On October 19, 2012, the developer Nicolas Entertainment Group revealed that a sequel of the game would be developed through the creation of a Facebook page "Pearl of the Wasteland". The game was titled Afterfall: Pearl of the Wasteland. The title of the game was later changed to Afterfall: Reconquest due to a change in the format of the game. Due to the changing of the title, the name of the Facebook page was also changed. Concept art, new information and pictures about the game were posted on the website. The game was announced to be episodic and consisting of nine episodes each focusing on different overlapping scenarios.

On July 21, 2014, Intoxicate Studios revealed that an early access version of the game would be released on Steam Early Access on July 24, 2014. A teaser trailer and screenshots of the game were also released. The early access version of Episode 1 was released on July 24, 2014, and contained a small part of the entirety of the full episode. In November 2014, update 1.4 for the early access version was released that added improvements to the game along with a journal for quest logs. Also update 1.5 was announced. In December 2014, update 1.5 was released which added a new art style of the game.
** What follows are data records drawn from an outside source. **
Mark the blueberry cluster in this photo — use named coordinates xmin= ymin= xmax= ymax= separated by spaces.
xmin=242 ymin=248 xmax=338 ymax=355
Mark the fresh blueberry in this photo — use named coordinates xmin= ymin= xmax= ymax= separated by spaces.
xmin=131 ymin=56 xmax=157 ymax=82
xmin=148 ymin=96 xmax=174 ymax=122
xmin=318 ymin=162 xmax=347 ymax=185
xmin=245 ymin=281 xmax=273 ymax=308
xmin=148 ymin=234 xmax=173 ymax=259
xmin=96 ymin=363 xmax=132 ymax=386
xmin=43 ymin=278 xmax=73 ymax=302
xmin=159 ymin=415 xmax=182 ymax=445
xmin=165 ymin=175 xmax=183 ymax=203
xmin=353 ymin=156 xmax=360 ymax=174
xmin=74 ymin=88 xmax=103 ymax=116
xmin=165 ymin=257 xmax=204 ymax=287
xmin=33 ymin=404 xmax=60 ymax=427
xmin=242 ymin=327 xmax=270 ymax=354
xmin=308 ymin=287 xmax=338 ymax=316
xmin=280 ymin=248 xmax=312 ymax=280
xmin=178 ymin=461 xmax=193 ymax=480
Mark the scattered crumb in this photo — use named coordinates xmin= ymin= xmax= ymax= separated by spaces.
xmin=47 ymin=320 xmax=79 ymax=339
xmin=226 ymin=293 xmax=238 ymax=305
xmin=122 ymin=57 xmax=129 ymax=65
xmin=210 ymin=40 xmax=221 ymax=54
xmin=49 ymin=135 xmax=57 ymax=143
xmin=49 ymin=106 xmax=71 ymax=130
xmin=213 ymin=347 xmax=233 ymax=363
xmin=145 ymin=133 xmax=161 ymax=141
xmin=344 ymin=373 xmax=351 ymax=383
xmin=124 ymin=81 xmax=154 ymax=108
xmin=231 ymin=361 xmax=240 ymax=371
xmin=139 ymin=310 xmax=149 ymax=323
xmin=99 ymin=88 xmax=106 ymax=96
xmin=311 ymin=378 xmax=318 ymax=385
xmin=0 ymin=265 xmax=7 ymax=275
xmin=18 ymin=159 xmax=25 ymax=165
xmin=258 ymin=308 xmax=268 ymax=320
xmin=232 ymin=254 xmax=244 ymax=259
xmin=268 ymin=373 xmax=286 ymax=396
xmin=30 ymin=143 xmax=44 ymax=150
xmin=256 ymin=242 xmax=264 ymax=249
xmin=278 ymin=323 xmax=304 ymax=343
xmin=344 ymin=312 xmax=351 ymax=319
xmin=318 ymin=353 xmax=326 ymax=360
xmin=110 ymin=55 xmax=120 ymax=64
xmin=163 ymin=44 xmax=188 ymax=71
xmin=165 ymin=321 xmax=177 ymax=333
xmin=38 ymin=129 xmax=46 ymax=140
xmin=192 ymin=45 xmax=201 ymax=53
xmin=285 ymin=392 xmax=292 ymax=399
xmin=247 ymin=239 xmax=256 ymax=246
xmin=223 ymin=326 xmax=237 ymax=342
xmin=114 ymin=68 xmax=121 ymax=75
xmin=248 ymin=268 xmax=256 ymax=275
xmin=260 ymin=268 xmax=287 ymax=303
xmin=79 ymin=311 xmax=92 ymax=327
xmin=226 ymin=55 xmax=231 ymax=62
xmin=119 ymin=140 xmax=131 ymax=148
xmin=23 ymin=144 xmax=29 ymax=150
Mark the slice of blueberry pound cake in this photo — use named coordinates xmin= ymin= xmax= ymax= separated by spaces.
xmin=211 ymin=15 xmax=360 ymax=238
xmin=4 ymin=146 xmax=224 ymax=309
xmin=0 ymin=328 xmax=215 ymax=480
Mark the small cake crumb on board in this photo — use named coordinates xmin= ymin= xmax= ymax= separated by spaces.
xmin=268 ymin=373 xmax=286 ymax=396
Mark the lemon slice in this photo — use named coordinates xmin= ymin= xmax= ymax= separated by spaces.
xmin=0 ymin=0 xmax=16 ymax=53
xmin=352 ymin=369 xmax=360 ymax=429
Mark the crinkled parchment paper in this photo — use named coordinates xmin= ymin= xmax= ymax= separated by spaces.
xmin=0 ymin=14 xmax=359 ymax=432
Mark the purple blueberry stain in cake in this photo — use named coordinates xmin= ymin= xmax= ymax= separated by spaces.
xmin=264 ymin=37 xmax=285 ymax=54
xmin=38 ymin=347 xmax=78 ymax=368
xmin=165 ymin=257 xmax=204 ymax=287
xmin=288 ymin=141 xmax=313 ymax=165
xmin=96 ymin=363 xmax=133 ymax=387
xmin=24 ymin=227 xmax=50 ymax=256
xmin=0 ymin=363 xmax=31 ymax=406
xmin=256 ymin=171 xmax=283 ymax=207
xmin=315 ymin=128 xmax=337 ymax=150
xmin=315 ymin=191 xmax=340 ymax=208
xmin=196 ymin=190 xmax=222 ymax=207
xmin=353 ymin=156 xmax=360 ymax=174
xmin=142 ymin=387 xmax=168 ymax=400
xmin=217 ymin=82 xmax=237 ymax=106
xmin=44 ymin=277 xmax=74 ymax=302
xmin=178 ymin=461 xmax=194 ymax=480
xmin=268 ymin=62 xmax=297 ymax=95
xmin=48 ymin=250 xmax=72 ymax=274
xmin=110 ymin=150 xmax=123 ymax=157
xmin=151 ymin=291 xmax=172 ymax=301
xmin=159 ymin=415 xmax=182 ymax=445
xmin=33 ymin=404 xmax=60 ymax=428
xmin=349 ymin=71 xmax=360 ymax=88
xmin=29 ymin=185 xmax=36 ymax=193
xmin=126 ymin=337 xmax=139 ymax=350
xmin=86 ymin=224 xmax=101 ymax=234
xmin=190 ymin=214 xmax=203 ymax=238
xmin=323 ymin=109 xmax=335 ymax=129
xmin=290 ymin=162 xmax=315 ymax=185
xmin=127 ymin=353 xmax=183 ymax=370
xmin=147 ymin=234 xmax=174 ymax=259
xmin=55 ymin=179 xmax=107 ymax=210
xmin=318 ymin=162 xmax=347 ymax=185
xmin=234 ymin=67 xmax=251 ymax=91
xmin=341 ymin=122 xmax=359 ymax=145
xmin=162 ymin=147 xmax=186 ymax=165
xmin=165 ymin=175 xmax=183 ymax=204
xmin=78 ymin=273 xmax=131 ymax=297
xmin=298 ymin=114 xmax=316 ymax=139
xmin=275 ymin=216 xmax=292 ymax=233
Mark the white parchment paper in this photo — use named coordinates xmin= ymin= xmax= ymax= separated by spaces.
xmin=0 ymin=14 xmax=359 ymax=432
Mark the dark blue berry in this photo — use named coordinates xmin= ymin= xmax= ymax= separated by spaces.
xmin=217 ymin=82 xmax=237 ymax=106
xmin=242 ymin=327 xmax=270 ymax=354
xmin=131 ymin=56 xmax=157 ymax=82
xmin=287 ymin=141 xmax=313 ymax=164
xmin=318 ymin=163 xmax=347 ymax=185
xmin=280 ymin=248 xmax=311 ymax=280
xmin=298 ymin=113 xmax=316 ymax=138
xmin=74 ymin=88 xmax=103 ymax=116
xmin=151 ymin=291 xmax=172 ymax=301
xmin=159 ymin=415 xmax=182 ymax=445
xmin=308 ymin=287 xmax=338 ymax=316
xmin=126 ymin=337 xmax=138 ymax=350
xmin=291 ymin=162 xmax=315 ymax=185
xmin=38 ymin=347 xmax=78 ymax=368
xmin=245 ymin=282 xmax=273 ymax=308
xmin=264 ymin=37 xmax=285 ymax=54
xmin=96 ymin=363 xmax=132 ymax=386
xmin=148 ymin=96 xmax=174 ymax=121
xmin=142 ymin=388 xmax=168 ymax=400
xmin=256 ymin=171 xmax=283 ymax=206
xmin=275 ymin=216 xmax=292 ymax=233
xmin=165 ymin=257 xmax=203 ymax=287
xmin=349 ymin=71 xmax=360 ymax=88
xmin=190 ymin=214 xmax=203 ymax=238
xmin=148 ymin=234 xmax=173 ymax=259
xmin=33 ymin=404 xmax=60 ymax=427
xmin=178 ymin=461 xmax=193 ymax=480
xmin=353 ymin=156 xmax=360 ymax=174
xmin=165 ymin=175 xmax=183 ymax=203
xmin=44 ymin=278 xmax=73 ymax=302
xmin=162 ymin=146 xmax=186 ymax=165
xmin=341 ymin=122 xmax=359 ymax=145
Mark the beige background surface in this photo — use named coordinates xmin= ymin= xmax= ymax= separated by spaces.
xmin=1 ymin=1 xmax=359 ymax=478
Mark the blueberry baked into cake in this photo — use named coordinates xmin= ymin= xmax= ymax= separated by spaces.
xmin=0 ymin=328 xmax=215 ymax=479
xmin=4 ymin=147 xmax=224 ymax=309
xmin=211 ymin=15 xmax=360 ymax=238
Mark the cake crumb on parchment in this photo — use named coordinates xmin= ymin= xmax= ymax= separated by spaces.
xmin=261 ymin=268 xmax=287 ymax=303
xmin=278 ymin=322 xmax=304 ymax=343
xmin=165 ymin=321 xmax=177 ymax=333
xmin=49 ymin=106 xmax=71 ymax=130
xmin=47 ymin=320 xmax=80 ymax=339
On January 20, 2015, the developers revealed that the first episode would be released in the last week of February and that an accurate release date would be revealed later on. On February 9, they revealed the release date of the first episode as February 19. The episode was released on Steam on the announced date.

The developer declared itself bankrupt in an application to a court in Katowice on June 8, 2015, as a result of legal dispute with Epic Games, the creators of Unreal Engine 3. Epic Games had filed a lawsuit in October 2012 over overdue royalties for using their game engine. A month later, the developers were ordered by the court to cease production and distribution of a video game as well as hand out all the data carriers with the game engine. After the developers failed to comply, Epic Games contacted Valve which blocked the video games made by it from being sold on Steam by May 2015.